Travellers: Reading

(asked on 9th January 2019) - View Source

Question to the Department for Education:

To ask Her Majesty's Government, following their Race Disparity Audits, what steps they are taking to ensure that educational institutions improve the standard of reading among Gypsies, Roma and Travellers aged 6–7.


Answered by
 Portrait
Lord Agnew of Oulton
This question was answered on 16th January 2019

The department’s education reforms, including those aimed at improving teaching, literacy and numeracy, and strengthening the curriculum and examination system, are designed to deliver opportunity and high standards for all pupils, regardless of their ethnic background. These reforms are reinforced by new school accountability measures, which are intended to encourage schools to focus more closely on the attainment of all their pupils. The introduction of a new national curriculum for maintained schools from 2014, with phonics at its heart and the establishment of 32 English Hubs in 2018 specifically support primary schools to improve standards of reading.
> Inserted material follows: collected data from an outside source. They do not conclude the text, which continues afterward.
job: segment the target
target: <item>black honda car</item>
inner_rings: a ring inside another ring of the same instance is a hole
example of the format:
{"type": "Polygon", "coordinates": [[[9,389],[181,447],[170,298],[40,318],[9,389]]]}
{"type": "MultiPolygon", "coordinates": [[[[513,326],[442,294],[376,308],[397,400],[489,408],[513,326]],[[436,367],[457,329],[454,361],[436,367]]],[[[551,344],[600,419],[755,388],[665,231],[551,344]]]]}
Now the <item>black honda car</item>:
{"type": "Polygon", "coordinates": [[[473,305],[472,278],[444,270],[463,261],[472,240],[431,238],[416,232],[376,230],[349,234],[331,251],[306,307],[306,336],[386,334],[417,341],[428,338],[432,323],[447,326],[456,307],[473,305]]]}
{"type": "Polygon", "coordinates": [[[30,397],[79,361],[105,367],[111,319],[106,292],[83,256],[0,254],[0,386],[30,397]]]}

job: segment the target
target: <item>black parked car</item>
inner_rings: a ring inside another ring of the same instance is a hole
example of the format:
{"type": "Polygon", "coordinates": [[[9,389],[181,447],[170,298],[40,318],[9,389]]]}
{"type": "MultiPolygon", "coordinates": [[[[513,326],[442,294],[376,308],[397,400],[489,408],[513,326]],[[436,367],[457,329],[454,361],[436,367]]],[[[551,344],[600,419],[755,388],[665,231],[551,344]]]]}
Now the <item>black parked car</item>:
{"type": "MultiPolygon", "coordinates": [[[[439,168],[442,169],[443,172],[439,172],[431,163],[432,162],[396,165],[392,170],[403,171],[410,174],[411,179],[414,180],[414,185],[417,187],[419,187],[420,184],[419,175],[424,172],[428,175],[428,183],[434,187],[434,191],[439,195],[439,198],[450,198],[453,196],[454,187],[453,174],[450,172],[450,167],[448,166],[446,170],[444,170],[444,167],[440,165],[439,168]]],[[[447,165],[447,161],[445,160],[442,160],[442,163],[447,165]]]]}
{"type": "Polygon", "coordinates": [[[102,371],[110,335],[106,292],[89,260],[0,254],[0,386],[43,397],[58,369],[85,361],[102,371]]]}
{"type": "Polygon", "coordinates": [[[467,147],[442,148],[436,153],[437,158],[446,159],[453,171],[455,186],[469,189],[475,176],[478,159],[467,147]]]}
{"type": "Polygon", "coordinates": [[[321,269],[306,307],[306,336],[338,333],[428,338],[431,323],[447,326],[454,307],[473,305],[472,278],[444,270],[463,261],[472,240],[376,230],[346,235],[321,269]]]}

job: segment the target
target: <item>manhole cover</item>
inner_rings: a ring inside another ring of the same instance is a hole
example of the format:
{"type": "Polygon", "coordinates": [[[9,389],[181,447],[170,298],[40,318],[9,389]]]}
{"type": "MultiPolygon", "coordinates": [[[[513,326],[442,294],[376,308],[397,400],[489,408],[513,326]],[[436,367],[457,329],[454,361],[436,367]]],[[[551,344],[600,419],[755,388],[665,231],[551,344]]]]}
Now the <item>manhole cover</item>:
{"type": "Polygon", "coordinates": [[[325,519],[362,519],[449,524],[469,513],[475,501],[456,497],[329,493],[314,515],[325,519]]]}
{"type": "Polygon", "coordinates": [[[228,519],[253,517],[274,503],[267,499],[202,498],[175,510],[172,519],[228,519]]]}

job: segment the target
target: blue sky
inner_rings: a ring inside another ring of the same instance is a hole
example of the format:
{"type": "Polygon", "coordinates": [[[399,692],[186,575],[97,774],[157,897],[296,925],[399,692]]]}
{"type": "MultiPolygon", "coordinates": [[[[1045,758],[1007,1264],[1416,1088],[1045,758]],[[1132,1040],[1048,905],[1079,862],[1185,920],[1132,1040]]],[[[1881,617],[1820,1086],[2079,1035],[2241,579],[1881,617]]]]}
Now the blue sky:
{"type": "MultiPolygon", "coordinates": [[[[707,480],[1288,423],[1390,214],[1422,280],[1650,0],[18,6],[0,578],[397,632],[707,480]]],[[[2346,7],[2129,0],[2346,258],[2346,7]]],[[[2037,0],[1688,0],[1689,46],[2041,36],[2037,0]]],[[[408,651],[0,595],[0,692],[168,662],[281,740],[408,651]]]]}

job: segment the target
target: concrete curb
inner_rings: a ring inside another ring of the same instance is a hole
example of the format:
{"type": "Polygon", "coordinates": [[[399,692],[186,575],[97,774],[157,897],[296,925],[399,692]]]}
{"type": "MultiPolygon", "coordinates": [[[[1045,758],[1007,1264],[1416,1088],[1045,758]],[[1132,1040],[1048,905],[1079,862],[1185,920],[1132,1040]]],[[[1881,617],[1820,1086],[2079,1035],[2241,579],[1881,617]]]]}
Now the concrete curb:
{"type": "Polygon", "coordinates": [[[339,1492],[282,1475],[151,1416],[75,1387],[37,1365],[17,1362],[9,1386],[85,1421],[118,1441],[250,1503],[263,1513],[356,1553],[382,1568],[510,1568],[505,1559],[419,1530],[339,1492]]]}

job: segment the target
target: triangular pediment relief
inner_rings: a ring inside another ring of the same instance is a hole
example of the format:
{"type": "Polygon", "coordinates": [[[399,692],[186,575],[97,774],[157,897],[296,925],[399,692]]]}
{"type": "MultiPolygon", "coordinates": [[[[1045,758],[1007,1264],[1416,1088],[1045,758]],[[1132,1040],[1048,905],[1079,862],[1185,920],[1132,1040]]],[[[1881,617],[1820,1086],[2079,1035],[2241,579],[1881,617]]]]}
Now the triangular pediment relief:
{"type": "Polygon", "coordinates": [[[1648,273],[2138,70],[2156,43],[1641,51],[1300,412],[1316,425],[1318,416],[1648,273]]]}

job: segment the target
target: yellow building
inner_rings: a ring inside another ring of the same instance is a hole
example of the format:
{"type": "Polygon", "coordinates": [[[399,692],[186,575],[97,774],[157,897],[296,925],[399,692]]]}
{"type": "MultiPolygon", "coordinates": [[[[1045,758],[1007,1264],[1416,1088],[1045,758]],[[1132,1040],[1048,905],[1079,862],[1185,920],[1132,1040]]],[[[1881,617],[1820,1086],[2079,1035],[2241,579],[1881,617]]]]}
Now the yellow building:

The department knows that the most significant factor affecting pupil attainment, which cuts across all ethnicities including a high proportion of Gypsy, Roma and Traveller children, is economic disadvantage. To tackle this, the department has provided a total of £13.75 billion from April 2011 to March 2018 through the pupil premium to help schools improve the progress and attainment of their disadvantaged pupils. The department continues to provide this additional funding, which is £2.4 billion this year alone.

In January last year, the department established the Gypsy, Roma and Traveller stakeholder group to inform policy development to raise the attainment and participation of Gypsy, Roma and Traveller pupils at all stages of education.